As an example, he said, you will be able to find out if your ISP cares whether you use Microsoft’s Xbox Live online gaming service or Sony’s PlayStation Network. Nooter would be able to discover whether an ISP is slowing down traffic to either site for any reason, Kaminsky said.

Nooter could be available in a couple of weeks or so.

This kind of technology is what Kaminsky is known for. In 2008, he found a flaw in the DNS (the domain name system, which serves as the internet’s address book) that threatened the integrity of the whole internet. Last year, he was part of a team that was so trusted that he got a key to reboot the internet if a catastrophic failure shuts it down.

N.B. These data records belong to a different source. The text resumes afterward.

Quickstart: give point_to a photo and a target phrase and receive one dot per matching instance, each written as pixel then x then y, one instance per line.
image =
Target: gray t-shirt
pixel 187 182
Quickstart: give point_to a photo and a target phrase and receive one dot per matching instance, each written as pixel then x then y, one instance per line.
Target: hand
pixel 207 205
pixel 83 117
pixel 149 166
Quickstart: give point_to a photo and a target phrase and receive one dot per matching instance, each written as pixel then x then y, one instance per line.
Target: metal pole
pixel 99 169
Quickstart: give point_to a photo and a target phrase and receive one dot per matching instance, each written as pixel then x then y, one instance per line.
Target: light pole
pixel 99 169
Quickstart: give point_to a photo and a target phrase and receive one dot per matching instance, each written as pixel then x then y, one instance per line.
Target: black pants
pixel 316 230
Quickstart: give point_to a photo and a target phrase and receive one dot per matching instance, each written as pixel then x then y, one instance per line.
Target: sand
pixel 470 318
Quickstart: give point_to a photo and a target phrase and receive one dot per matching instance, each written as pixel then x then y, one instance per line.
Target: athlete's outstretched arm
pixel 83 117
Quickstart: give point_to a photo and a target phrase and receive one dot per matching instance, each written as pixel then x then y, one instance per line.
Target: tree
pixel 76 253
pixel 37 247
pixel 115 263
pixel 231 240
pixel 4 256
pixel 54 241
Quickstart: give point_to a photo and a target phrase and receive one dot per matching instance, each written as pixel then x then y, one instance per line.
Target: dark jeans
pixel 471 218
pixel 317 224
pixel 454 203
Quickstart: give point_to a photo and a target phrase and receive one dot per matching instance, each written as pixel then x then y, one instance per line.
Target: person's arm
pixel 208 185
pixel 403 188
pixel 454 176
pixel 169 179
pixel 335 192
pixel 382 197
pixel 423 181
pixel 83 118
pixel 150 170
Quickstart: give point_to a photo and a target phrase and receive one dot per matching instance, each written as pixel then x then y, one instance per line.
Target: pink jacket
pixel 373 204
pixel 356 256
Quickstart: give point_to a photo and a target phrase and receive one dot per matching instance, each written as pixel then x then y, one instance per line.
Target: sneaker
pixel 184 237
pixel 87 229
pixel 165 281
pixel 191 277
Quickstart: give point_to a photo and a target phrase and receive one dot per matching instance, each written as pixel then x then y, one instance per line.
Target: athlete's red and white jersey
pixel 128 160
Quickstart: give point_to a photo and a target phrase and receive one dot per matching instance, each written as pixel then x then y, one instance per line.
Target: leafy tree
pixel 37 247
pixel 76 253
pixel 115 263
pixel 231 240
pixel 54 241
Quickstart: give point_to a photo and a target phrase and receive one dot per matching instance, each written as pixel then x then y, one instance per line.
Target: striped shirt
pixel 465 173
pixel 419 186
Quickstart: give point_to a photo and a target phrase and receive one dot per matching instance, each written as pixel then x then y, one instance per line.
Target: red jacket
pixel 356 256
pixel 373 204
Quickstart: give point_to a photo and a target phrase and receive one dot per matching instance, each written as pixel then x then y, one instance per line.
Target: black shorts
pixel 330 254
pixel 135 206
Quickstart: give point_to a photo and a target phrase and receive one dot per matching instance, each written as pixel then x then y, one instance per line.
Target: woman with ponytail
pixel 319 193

Kaminsky admitted he was making big claims but he tried to explain how Nooter works, using both software and some hardware that he pulled together. He warned that any ISPs who have set policies to throttle traffic to web sites should stop doing so now, unless they want to be discovered and “be on the front page of a newspaper.”

Normally, internet traffic requests go from the user’s machine through a network router to the internet service provider, which then fetches the requested web site from the rest of the internet. Kaminsky says everyone fears “a magic box” exists within the ISP that contains policies such as, “if the user goes to a torrent site, then slow the transfer of bits to a crawl until the user decides not to do that.”

“Policies can be anything,” Kaminsky said. “They can alter content and you won’t know. If Bing is 50 milliseconds slower than Google at searching, you won’t know why. Maybe it is because Google uses better hosting or routers or servers.”

Since many things can affect the speed of internet traffic, it’s hard to pinpoint an ISP’s role in slowing it down. That gives ISPs “plausible deniability” when they are accused of violating Net Neutrality principles.

But if Nooter determines that traffic to one particular web site is faster one way than another, based on whether the ISP knows about the destination site or not, then “you found a biased network,” Kaminsky said.

The use of encryption is how the Nooter device can see inside what is going on with an ISP. If you send encrypted requests for a web site, the ISP can’t where it’s going and it just passes it through at normal data rates. If the speed of unencrypted requests are slower, then you have to wonder why. When Kaminsky told that to the crowd in the huge Penn & Teller theater at the Rio Hotel in Las Vegas at Defcon, he got a roar of applause. Kaminsky said he can even identify which leg, or hop, of an internet request is the part where the policy is put into effect and the traffic is slowed down.

“Either way, Nooter wins,” he said. “Biased policies might as well be transparent because I am going to find them. That is the end game.”